Washington, D. C.
Gwen tried to calm him but he went from babbling like a small boy to a raging anger that she had never seen James Campion exhibit. Over and over he told her he had broken the rules. She had no idea what rules he was talking about.
"The rules of the game," he screamed at her. "The Sin Eater must have put some sort of spell on me. Is that possible?" he wanted to know.
She had finally gotten him to sit on the sofa, though his hands and arms still flayed about. Nothing in her past experience with him would indicate a violent manner and yet she found herself checking the door, making sure she had an escape route if it became necessary. AH of their previous sessions had been more than civil. He'd always been polite, gracious and respectful. She couldn't remember him raising his voice even when confessing the most heinous of events from his childhood
His childhood.
Why had it taken this long to hit her?
James Campion had been abused and raped by a parish priest, a man he deeply respected and trusted. Had James ever spoken of him by name?
Now her mind raced, trying to pull pieces of information from his file by memory. Where? Why couldn't she remember where he had grown up? Not here. She was certain of that. Boston? Was it Boston? Or was she simply being paranoid again, conveniently pushing puzzle pieces into empty slots?
"James, slow down. Tell me about the game. You haven't mentioned it before." She spoke softly, the same tone that had worked for so many past sessions. "You must tell me about the game before I can help you. Do you understand?"
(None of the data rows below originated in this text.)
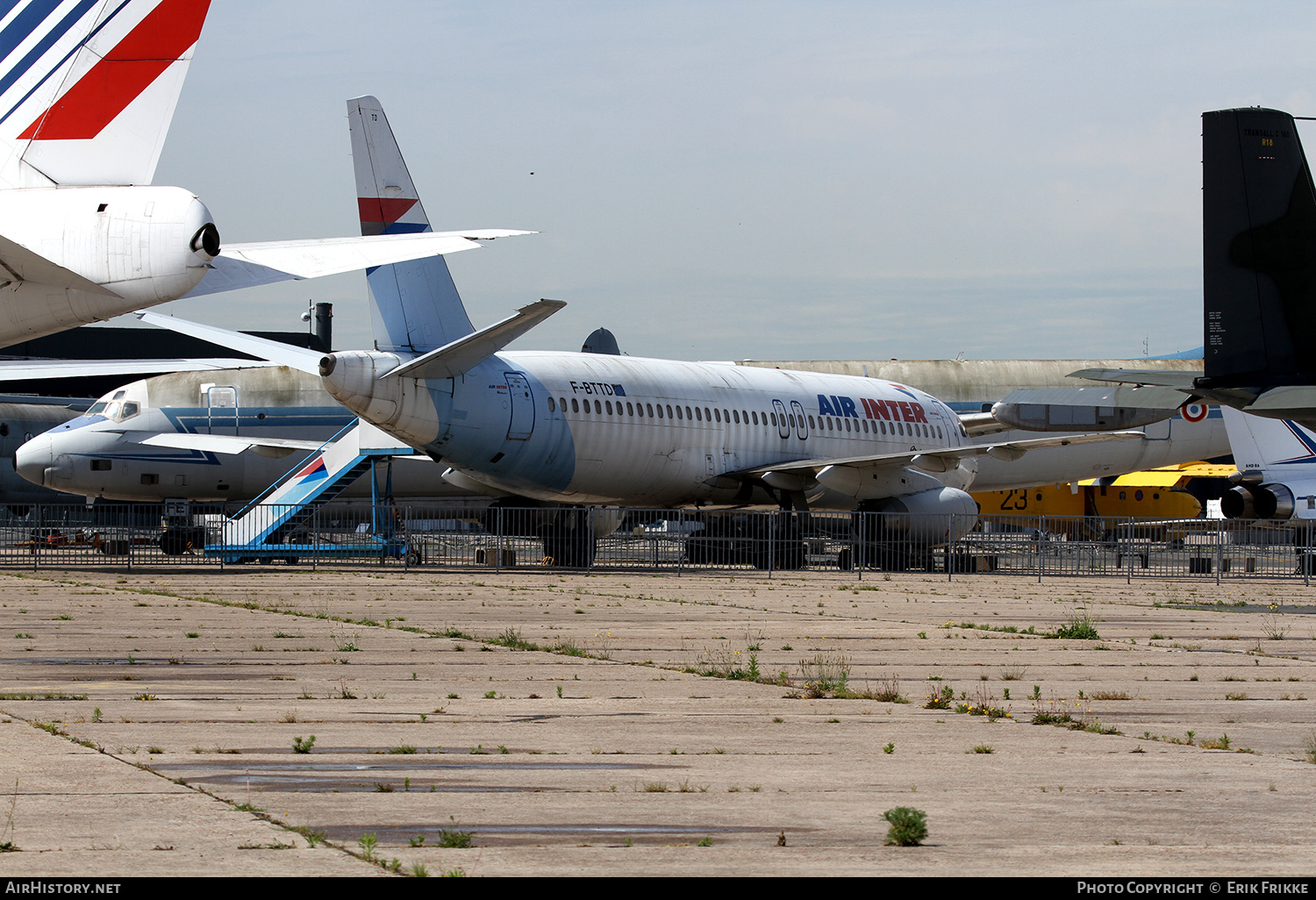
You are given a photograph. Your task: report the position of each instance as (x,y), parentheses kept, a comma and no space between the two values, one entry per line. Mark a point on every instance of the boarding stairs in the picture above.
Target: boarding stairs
(261,529)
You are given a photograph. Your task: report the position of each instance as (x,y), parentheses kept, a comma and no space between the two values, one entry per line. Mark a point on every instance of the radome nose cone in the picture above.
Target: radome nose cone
(33,458)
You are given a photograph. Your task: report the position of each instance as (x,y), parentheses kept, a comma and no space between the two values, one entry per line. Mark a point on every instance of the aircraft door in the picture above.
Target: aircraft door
(783,426)
(523,407)
(221,410)
(802,424)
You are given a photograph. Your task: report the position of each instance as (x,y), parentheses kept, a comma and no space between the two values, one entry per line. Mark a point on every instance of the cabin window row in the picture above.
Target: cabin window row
(741,416)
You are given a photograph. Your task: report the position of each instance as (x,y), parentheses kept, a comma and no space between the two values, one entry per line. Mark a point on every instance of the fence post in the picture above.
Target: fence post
(949,532)
(860,547)
(1128,550)
(1219,554)
(1041,547)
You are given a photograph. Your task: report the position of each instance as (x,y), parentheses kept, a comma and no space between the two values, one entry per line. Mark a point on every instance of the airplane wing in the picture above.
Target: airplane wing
(266,262)
(21,370)
(452,358)
(226,444)
(945,458)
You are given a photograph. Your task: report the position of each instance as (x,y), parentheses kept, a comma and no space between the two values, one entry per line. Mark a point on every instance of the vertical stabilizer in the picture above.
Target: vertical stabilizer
(89,87)
(413,305)
(1274,446)
(1258,220)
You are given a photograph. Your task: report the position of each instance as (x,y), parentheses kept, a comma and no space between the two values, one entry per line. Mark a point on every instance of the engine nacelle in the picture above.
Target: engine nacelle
(1273,502)
(1237,503)
(928,518)
(399,405)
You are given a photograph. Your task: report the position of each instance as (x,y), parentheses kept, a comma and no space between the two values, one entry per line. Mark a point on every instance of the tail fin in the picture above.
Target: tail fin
(413,305)
(89,87)
(1269,445)
(1258,215)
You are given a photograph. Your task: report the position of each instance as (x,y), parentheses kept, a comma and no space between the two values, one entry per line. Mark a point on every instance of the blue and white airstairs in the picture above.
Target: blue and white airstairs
(268,528)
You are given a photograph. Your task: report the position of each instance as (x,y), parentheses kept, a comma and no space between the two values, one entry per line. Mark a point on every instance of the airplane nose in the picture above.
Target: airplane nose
(33,458)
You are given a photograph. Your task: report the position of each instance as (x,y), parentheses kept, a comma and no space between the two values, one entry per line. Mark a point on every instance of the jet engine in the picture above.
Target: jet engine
(926,518)
(1271,500)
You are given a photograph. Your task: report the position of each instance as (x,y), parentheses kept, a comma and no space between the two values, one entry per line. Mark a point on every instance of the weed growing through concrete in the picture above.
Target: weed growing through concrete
(908,826)
(1081,626)
(7,836)
(368,842)
(454,837)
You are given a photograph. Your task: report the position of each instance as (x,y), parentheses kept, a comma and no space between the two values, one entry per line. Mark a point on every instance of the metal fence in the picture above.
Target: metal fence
(655,539)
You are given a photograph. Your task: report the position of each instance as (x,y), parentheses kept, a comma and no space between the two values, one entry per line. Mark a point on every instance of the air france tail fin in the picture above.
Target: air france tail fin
(89,87)
(1258,216)
(413,305)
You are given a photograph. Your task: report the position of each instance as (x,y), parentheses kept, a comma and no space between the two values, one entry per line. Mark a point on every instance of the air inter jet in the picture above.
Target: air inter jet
(569,428)
(1258,225)
(87,91)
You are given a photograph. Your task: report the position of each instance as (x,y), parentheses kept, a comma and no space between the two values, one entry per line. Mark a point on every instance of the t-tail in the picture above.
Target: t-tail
(89,87)
(1277,468)
(415,305)
(1258,221)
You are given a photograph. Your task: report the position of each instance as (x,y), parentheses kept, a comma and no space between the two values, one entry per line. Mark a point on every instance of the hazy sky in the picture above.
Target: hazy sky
(724,181)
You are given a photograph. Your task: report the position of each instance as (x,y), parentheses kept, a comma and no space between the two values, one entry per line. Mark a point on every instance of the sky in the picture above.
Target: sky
(766,181)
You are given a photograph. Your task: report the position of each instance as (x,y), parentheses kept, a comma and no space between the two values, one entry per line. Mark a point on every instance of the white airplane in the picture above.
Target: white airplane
(573,428)
(1258,216)
(87,89)
(1277,468)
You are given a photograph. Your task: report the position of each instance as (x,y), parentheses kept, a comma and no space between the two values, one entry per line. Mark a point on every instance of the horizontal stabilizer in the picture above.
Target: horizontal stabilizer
(226,444)
(281,354)
(465,353)
(18,263)
(1160,376)
(266,262)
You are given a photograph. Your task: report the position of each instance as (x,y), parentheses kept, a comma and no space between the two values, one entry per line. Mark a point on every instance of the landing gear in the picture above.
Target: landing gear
(769,544)
(568,539)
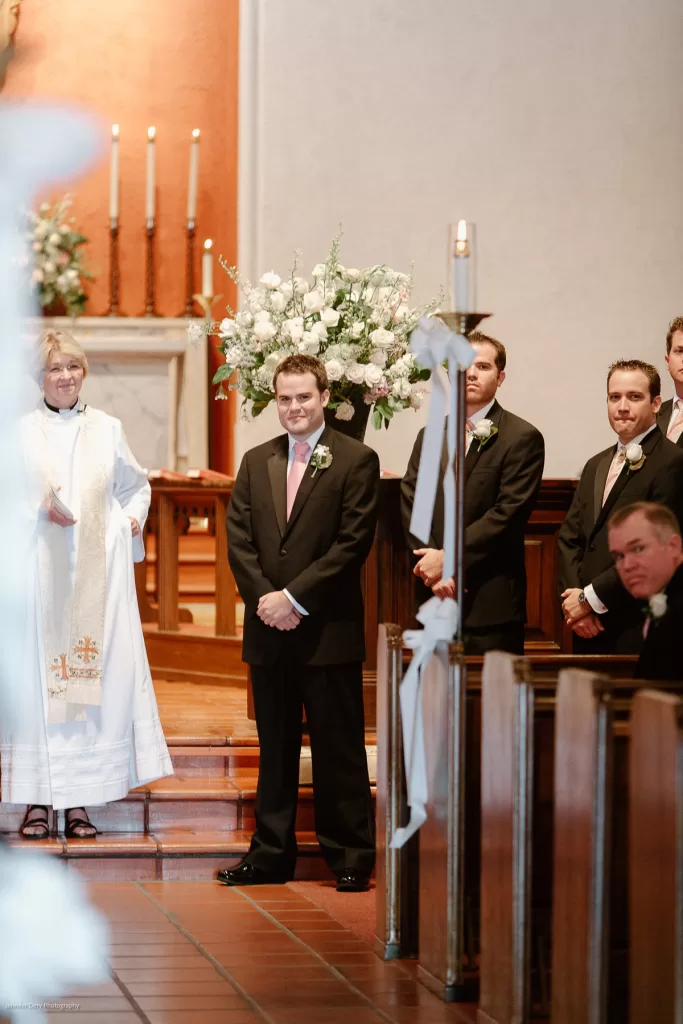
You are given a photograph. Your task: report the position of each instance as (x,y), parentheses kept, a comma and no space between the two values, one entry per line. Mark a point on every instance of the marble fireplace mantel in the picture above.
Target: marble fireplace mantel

He nodded and she tried to hold eye contact. If she could get him to remember how comfortable, how safe he had felt here before _ safe enough to confess things he hadn't shared with anyone __ perhaps she could get him to tell her what had happened. Out of the corner of her eye she could see his hands in his lap, wringing the hem of his shirt. His fists balled up, the skin turning white. Suddenly she wondered if maybe she didn't want to know what had happened, what he had done.
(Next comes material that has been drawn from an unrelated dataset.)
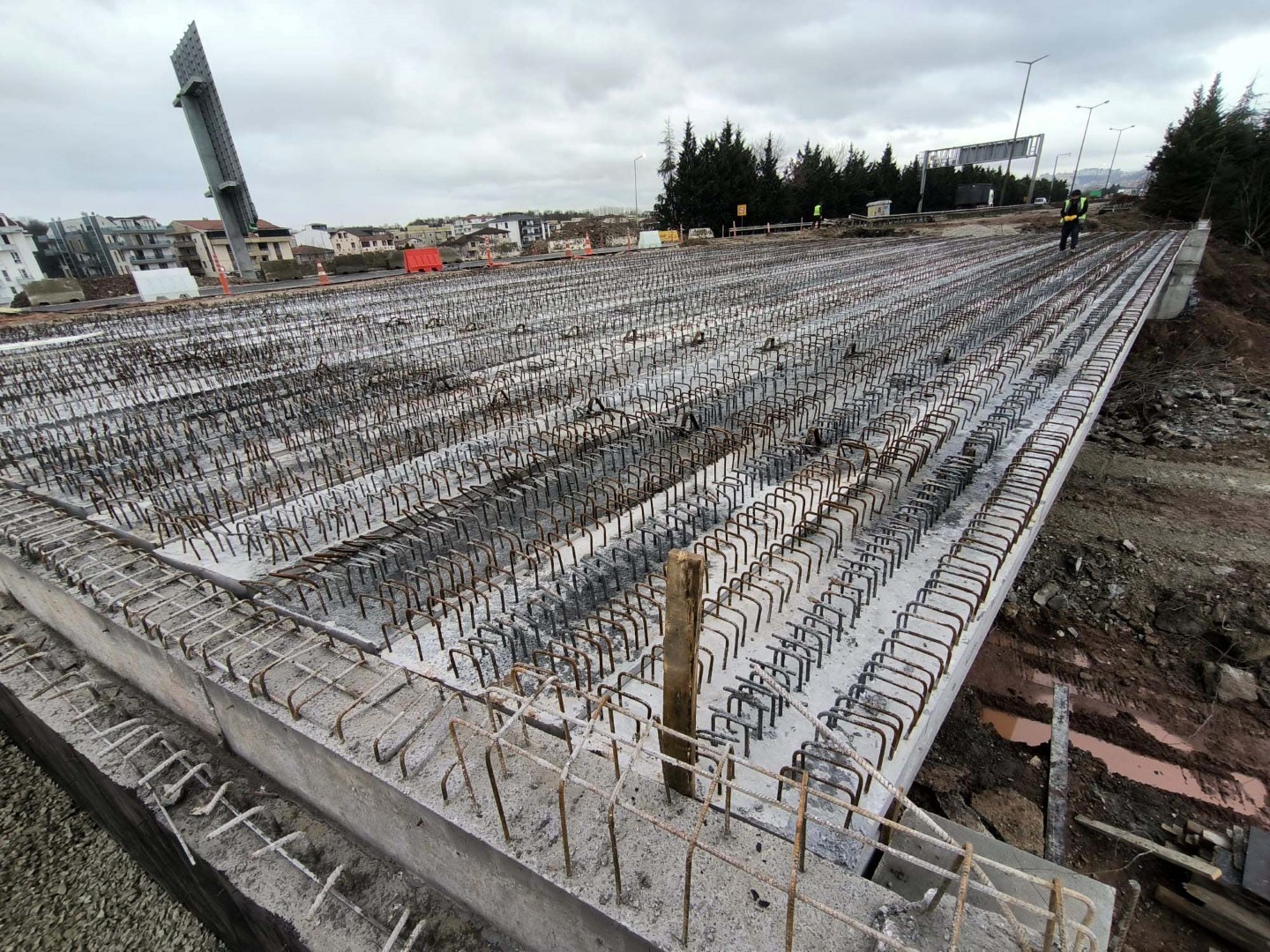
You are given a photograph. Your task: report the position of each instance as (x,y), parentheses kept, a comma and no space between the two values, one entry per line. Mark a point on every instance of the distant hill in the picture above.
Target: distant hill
(1096,178)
"It helped for a little while," he said, his voice calm despite the violent wringing of his shirt. She could hear him ripping it now. She held his gaze, resisting the urge to look down. "You helped for a while. You really did. But you made me talk about it too much. It wouldn't go away when you made me talk about it. Instead it just brought out more anger. And then the game wasn't enough. Our sessions weren't enough. You __ " He lifted a hand away from his shirt to point a ringer at her. "You weren't enough."
He stood slowly, his eyes still holding hers as if having some sort of revelation.
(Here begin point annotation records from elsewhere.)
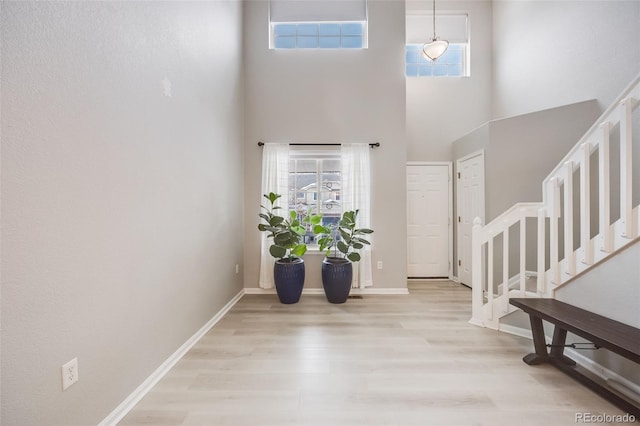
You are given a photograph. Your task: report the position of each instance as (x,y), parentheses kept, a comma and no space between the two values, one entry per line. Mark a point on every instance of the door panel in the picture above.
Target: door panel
(470,205)
(428,221)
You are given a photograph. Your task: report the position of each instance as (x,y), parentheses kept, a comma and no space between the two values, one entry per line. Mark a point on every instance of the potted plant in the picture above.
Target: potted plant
(287,248)
(341,242)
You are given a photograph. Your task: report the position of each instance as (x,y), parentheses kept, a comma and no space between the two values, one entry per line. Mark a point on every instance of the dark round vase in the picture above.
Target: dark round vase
(288,276)
(337,274)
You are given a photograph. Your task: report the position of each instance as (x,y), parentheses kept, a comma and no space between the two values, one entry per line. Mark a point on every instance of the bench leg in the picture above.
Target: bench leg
(539,343)
(557,346)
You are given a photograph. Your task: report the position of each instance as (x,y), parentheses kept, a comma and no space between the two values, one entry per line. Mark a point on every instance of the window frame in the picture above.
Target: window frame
(317,155)
(306,25)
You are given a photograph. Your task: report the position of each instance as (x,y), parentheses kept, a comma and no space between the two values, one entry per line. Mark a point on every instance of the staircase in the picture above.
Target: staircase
(587,215)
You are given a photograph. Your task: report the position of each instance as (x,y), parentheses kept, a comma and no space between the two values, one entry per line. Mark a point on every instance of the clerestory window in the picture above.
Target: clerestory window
(318,24)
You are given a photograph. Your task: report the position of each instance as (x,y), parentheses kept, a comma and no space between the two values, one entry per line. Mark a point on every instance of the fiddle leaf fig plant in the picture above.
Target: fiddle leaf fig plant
(343,238)
(286,232)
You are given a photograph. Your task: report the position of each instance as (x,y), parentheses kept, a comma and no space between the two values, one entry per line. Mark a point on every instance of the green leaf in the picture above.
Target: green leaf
(282,238)
(346,224)
(277,251)
(319,229)
(299,250)
(349,215)
(276,220)
(273,197)
(362,240)
(300,230)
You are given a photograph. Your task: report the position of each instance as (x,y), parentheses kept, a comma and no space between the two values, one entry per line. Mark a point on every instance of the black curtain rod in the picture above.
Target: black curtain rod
(372,145)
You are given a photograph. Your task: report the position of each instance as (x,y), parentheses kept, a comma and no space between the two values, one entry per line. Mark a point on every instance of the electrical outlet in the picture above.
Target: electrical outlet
(69,373)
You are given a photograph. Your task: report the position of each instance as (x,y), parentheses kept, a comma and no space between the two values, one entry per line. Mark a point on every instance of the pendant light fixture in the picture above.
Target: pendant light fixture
(434,49)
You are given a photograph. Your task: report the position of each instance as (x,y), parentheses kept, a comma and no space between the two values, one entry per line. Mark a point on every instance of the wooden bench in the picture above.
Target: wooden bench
(603,332)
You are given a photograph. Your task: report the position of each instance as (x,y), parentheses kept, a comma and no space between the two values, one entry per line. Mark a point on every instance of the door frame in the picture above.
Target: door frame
(449,165)
(479,153)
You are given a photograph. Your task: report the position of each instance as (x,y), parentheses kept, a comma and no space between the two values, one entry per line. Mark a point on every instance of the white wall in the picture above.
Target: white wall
(610,290)
(441,110)
(550,53)
(119,203)
(325,96)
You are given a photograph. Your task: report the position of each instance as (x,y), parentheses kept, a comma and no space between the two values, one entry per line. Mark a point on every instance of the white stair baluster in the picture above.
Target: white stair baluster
(604,199)
(585,205)
(569,256)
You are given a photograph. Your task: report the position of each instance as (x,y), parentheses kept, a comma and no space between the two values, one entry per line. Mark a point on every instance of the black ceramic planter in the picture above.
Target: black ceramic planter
(288,276)
(337,274)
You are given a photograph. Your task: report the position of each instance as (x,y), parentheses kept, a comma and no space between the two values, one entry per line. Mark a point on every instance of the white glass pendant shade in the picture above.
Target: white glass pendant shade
(435,49)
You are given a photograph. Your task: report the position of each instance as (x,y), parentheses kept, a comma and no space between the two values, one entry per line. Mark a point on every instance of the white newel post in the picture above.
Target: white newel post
(542,244)
(626,202)
(476,274)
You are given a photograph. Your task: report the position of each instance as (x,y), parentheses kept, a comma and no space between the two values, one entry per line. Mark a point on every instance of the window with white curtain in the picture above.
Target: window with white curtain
(327,180)
(318,24)
(314,184)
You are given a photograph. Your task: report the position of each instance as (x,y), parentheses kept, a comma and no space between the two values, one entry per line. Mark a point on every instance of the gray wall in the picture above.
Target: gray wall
(330,96)
(519,153)
(550,53)
(120,204)
(441,110)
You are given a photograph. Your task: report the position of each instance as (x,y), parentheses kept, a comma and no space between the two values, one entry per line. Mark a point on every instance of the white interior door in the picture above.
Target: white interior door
(428,220)
(470,189)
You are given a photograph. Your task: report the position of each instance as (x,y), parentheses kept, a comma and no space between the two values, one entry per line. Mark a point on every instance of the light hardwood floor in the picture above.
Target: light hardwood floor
(379,360)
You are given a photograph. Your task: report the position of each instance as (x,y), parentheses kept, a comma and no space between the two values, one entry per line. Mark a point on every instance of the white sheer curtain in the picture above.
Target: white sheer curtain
(355,193)
(275,178)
"It's your fault," he said, only this time it was almost a hiss. "You made me dredge it all up again. You made me talk about it and remember. You made me remember all the disgusting details all over again. You made me do it."
And suddenly Gwen knew for certain that she had been wrong. The killer leaving her notes and maps and crying out for her attention was not Rubin Nash. It was James Campion. She had made a mistake and now she was about to pay for that mistake.